Sprinkled through the play area we set up obstacles and different textured things for them walk on, crawl over and just plain experience. There are many benefits to their development in having them do these things, in addition to the great lesson of not being afraid of anything. For example, one thing they learn to negotiate early on is a FitPaws™ balance disk and also the balance cushion. An agility competitor, retired physical therapist friend, Kim Sector, introduced me to this wonderful piece of conditioning equipment. At first we just let the pups get use to it being there, and then we teach them how to stand and balance on it so they become aware of their body position. The shifting weight, as Kim explained to me, increases their strength along the trunk and helps with core muscle tone. It also helps with general range of motion. What I see though is a great improvement in reaction and timing.
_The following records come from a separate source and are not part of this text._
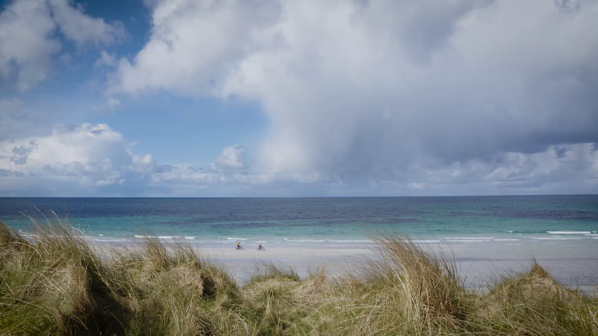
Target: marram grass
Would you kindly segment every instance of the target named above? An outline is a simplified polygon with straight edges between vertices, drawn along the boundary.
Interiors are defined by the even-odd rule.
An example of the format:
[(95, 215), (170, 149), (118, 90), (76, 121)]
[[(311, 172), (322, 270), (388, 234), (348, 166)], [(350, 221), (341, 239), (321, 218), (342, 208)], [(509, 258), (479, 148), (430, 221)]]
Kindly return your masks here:
[(0, 335), (598, 335), (598, 300), (535, 261), (485, 294), (454, 261), (383, 234), (341, 276), (258, 265), (246, 283), (183, 242), (106, 250), (69, 223), (0, 222)]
All this early exposure to things builds confidence as well. The job these pups will do as they mature is very serious and I feel there can never be too much preparation. Physically all this playing really helps the growing pups but there is also the mental development aspect that I feel is just as important. We teach the pups to play with dog puzzle toys and engage them in problem solving games. It is fascinating to me to watch them figure things out and get better and better at something. You can actually see them acquire the skill to master harder and more difficult puzzles as they mature in body and mind. Long gone are the days of “give a dog a bone and leave him alone”. Thank goodness. The differences I see in the pups raised with the benefits of a physical and mentally enriched education are nothing short of awesome.